Para o economista e doutor em Relações Internacionais Igor Lucena, a remoção de Maduro fragiliza, mas não derruba imediatamente, o regime cubano. Ele prevê manutenção, ainda que reduzida, do apoio logístico venezuelano à ilha.

O coronel da reserva e analista militar Paulo Roberto da Silva Gomes Filho avalia que os EUA tendem a intensificar sanções contra Cuba, mas vê chance maior de aumento de pressão sobre a Colômbia.

Especialistas ouvidos apontam incertezas sobre o futuro político da Venezuela. O advogado Manuel Furriela lembra que a retirada forçada de um governante não garante, por si só, transição democrática. O pesquisador de Harvard Vitélio Brustolin destaca que ditaduras aliadas, como a da Nicarágua, podem perder respaldo estratégico com a desestabilização de Caracas.

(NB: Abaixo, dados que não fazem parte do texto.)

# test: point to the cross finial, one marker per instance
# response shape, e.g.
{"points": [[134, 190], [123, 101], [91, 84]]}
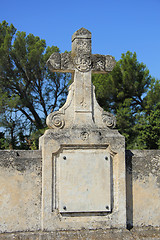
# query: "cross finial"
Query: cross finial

O cientista político Gustavo Alves considera a captura uma ação pontual, por motivos ligados ao narcotráfico e a grupos classificados como terroristas, sem configurar nova doutrina contra regimes autoritários. Já o jurista Luiz Augusto Módolo observa que Washington pode ter atingido um limite diante da crise migratória, do avanço do tráfico e da presença de Rússia e China na Venezuela, enxergando a operação como reafirmação da Doutrina Monroe.

Até o momento, a Casa Branca não anunciou planos concretos para intervenções adicionais na região, mas as declarações de Trump mantêm o clima de tensão entre Washington e governos aliados de Caracas.